Journals
public reporting PCI

Changes in Public Reporting and Their Impact on Treatment and Outcomes of Acute Myocardial Infarction

May 24, 2017

Key Takeaways

  • Public reporting of mortality outcomes for coronary revascularization has resulted in significant risk aversion among PCI operators, potentially reducing patient care quality.
  • After excluding refractory cardiogenic patients from publicly reported PCI data, New York operators were more likely to perform high-risk PCI for patients with acute coronary syndrome complicated by cardiogenic shock. This change resulted in a trend toward improved mortality.

Public reporting was originally designed to build public trust and improve care quality; however, there is some speculation that the reporting of treatment outcomes may lead to intervention avoidance, particularly for high-risk patients requiring percutaneous coronary intervention (PCI). This risk avoidance may negatively impact public health by reducing PCIs performed for at-risk patients.

In 2006, the New York State Department of Public Health began excluding refractory cardiogenic shock (CS) patients from public reporting of PCI in an effort to combat risk avoidance.

A study published in JAMA Cardiology examined the effects this policy change had for patients with acute myocardial infarction (AMI) complicated by CS (n=45,977).1 Specifically, the change in rates of coronary revascularization and in-hospital mortality for New York AMI patients (n=11,298) complicated by CS following the exclusion of CS from public reporting were evaluated.

States that do not report risk-adjusted mortality, like California, Michigan, and New Jersey, were used as comparator states. Massachusetts, which includes CS patients in public reporting, was also used in the comparison.

There was an increase in the number of patients who underwent PCI for shock following the policy change (49.2%) of 2006-2012 vs the reference period (44.9%) of 2002-2005. Following exclusion of CS from public reporting, a trend toward decreased incidence of in-hospital mortality was also observed (37.9% in the post-policy period vs 44.7% in the reference period).

Figure 1. Adjusted Relative Risk Per Year of In-Hospital Death for CS and Acute MI Patients Compared with Non-New York Statesa
In-Hospital Death NY vs Not NY
aData from McCabe JM, Waldo SW, Kennedy KF, Yeh RW1

In addition to decreased in-hospital mortality, New York also saw an increase in the use of the following procedures (reference period to post-policy period):

  • Coronary angiography (63.6% to 67.9%, respectively)
  • PCIs (30.5% to 39.7%, respectively)

According to the pooled data, comparison states reported similar increases in the use of the above procedures. CABG use slightly decreased or remained unchanged between both periods and among all states.

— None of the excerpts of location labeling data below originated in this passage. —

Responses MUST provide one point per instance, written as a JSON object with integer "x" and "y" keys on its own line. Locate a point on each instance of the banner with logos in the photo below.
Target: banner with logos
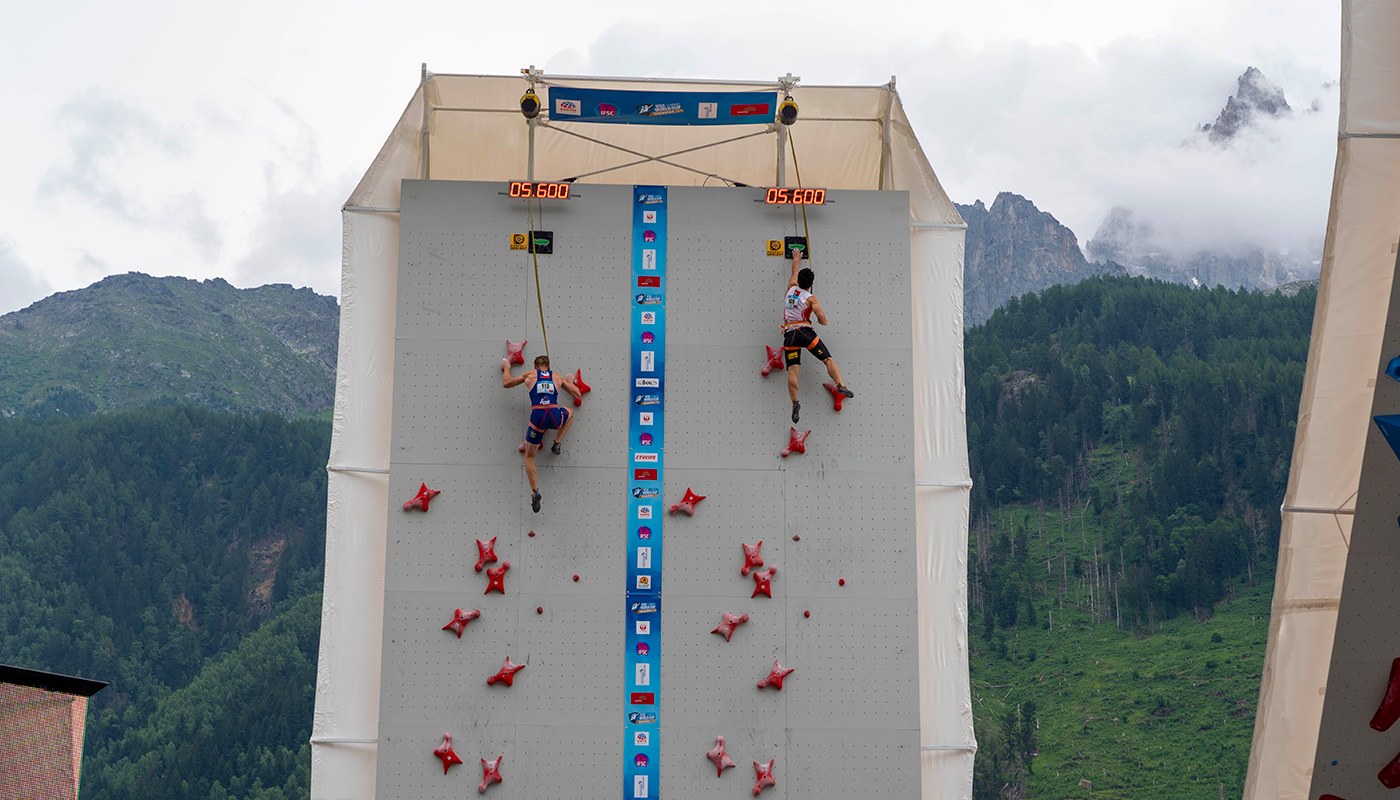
{"x": 646, "y": 447}
{"x": 573, "y": 104}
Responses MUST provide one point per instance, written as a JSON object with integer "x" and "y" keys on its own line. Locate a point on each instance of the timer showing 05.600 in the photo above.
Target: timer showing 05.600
{"x": 795, "y": 196}
{"x": 539, "y": 189}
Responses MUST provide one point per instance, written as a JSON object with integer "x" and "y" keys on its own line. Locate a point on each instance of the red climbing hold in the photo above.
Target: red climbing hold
{"x": 776, "y": 677}
{"x": 730, "y": 624}
{"x": 763, "y": 582}
{"x": 1389, "y": 711}
{"x": 751, "y": 558}
{"x": 459, "y": 619}
{"x": 583, "y": 388}
{"x": 688, "y": 503}
{"x": 797, "y": 443}
{"x": 490, "y": 774}
{"x": 444, "y": 751}
{"x": 515, "y": 352}
{"x": 485, "y": 552}
{"x": 496, "y": 577}
{"x": 720, "y": 758}
{"x": 507, "y": 674}
{"x": 836, "y": 395}
{"x": 420, "y": 500}
{"x": 763, "y": 776}
{"x": 773, "y": 362}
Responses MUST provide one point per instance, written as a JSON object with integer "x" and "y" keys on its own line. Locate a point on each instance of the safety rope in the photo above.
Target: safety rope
{"x": 534, "y": 251}
{"x": 798, "y": 170}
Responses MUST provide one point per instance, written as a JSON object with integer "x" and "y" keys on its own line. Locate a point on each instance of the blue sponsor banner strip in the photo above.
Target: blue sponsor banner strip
{"x": 627, "y": 107}
{"x": 646, "y": 446}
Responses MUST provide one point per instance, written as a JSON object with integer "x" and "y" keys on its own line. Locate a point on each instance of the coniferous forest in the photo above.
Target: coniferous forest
{"x": 1129, "y": 440}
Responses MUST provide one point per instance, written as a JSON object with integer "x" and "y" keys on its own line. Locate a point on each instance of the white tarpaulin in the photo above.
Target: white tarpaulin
{"x": 1333, "y": 416}
{"x": 469, "y": 128}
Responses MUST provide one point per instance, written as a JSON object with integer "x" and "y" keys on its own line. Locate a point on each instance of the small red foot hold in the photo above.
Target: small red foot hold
{"x": 459, "y": 619}
{"x": 728, "y": 625}
{"x": 776, "y": 677}
{"x": 490, "y": 774}
{"x": 507, "y": 674}
{"x": 763, "y": 582}
{"x": 485, "y": 552}
{"x": 797, "y": 443}
{"x": 496, "y": 577}
{"x": 836, "y": 395}
{"x": 763, "y": 774}
{"x": 515, "y": 352}
{"x": 444, "y": 751}
{"x": 688, "y": 503}
{"x": 720, "y": 758}
{"x": 420, "y": 500}
{"x": 1389, "y": 711}
{"x": 583, "y": 388}
{"x": 774, "y": 360}
{"x": 751, "y": 558}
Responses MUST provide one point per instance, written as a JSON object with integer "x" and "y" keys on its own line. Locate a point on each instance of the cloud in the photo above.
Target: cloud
{"x": 18, "y": 285}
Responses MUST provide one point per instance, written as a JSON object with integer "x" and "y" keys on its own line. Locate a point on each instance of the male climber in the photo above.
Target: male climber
{"x": 545, "y": 414}
{"x": 798, "y": 307}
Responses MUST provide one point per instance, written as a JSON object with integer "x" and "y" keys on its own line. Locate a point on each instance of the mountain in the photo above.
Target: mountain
{"x": 132, "y": 339}
{"x": 1012, "y": 248}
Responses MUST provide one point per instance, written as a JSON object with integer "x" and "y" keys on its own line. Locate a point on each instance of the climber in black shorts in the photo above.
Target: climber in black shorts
{"x": 798, "y": 308}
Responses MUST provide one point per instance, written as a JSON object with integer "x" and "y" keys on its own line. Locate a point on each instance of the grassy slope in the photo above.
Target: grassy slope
{"x": 1162, "y": 716}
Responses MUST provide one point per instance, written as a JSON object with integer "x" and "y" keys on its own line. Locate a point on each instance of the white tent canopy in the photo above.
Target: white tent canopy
{"x": 469, "y": 128}
{"x": 1348, "y": 327}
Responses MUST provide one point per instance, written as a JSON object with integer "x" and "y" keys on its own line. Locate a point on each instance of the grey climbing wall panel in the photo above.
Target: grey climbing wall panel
{"x": 846, "y": 723}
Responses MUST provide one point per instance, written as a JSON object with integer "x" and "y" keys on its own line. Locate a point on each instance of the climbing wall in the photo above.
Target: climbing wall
{"x": 837, "y": 521}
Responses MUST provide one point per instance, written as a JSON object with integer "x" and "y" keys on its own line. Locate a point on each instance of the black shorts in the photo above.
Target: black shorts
{"x": 797, "y": 339}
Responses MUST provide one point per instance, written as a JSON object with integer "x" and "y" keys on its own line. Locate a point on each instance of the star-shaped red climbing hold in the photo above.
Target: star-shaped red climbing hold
{"x": 763, "y": 776}
{"x": 583, "y": 388}
{"x": 797, "y": 443}
{"x": 763, "y": 582}
{"x": 496, "y": 577}
{"x": 688, "y": 503}
{"x": 485, "y": 552}
{"x": 459, "y": 619}
{"x": 515, "y": 352}
{"x": 720, "y": 758}
{"x": 751, "y": 556}
{"x": 730, "y": 624}
{"x": 444, "y": 751}
{"x": 420, "y": 500}
{"x": 776, "y": 677}
{"x": 490, "y": 774}
{"x": 773, "y": 362}
{"x": 507, "y": 674}
{"x": 836, "y": 395}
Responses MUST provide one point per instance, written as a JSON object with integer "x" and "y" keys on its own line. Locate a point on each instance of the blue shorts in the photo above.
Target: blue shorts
{"x": 542, "y": 419}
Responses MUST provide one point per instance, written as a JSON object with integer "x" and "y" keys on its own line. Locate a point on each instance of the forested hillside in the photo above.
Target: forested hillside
{"x": 1130, "y": 444}
{"x": 177, "y": 554}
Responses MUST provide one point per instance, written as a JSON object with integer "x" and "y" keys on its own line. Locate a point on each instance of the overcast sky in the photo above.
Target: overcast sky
{"x": 220, "y": 140}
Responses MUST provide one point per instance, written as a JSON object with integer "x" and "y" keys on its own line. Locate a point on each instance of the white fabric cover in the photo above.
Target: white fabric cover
{"x": 1333, "y": 418}
{"x": 475, "y": 132}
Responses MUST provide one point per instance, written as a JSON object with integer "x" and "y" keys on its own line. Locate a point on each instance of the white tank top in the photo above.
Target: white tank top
{"x": 795, "y": 311}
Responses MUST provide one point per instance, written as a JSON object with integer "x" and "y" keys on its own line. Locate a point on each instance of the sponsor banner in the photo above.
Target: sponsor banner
{"x": 644, "y": 107}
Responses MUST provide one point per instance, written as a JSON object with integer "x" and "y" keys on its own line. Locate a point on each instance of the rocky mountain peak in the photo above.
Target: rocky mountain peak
{"x": 1256, "y": 97}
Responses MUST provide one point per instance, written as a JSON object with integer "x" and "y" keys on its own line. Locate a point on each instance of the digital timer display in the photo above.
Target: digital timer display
{"x": 795, "y": 196}
{"x": 539, "y": 189}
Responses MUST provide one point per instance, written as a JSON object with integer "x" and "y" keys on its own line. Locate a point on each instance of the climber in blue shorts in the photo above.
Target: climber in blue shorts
{"x": 545, "y": 414}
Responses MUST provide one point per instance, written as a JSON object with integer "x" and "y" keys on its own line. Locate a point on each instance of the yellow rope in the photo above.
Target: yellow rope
{"x": 798, "y": 170}
{"x": 534, "y": 251}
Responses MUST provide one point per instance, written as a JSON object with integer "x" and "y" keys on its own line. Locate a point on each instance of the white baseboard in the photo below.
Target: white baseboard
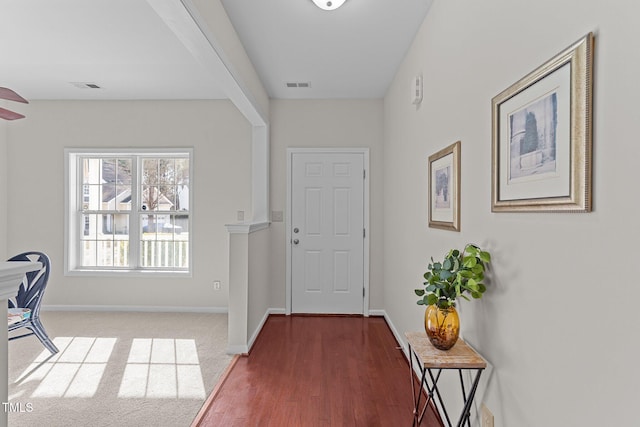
{"x": 136, "y": 308}
{"x": 237, "y": 349}
{"x": 261, "y": 324}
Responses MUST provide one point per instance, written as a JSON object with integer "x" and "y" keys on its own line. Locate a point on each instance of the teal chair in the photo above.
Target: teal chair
{"x": 29, "y": 296}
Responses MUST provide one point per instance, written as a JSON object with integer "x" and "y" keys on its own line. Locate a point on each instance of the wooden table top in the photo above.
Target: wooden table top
{"x": 460, "y": 356}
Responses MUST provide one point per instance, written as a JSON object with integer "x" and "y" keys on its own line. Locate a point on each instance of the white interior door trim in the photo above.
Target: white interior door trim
{"x": 360, "y": 150}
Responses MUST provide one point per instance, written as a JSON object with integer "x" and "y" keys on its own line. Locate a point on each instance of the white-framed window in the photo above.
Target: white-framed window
{"x": 128, "y": 211}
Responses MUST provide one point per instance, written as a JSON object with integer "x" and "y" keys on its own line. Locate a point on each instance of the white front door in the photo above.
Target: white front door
{"x": 327, "y": 232}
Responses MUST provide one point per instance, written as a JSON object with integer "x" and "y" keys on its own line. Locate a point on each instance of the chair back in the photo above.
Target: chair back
{"x": 31, "y": 290}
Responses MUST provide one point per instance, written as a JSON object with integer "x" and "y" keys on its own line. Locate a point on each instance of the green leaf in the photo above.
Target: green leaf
{"x": 469, "y": 261}
{"x": 445, "y": 275}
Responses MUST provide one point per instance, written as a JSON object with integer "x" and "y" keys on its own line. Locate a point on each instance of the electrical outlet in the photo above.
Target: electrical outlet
{"x": 487, "y": 417}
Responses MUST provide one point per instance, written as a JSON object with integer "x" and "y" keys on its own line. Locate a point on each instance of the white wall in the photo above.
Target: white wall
{"x": 3, "y": 189}
{"x": 558, "y": 322}
{"x": 325, "y": 123}
{"x": 258, "y": 281}
{"x": 221, "y": 139}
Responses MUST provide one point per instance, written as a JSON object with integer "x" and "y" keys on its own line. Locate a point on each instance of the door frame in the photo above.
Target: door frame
{"x": 365, "y": 274}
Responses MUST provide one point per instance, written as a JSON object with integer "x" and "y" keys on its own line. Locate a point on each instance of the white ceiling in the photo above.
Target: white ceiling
{"x": 127, "y": 49}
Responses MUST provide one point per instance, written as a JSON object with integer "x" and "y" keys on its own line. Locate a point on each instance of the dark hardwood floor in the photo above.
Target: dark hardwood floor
{"x": 317, "y": 371}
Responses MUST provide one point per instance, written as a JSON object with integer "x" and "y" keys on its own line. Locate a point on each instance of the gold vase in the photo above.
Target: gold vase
{"x": 442, "y": 326}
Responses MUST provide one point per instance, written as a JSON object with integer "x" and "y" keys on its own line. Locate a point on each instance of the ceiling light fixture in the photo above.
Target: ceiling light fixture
{"x": 329, "y": 4}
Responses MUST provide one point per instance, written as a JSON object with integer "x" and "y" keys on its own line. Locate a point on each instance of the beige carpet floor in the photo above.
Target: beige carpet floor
{"x": 117, "y": 369}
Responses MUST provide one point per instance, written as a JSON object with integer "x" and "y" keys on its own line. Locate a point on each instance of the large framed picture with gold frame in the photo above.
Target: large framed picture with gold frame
{"x": 444, "y": 188}
{"x": 542, "y": 136}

Adjustment for presentation risk factors and patient demographics resulted in an observed 28% increase in PCI for AMI patients with CS after the New York policy changes for public reporting. Despite these findings, New York continued to report lower rates of coronary revascularization for AMI patients complicated by CS, potentially reflecting the persistent hesitation among physicians to recommend PCI for high-risk patients.

References:

  1. McCabe JM, Waldo SW, Kennedy KF, Yeh RW. Treatment and Outcomes of Acute Myocardial Infarction Complicated by Shock After Public Reporting Policy Changes in New York. JAMA Cardiol. 2016;1(6):648-654.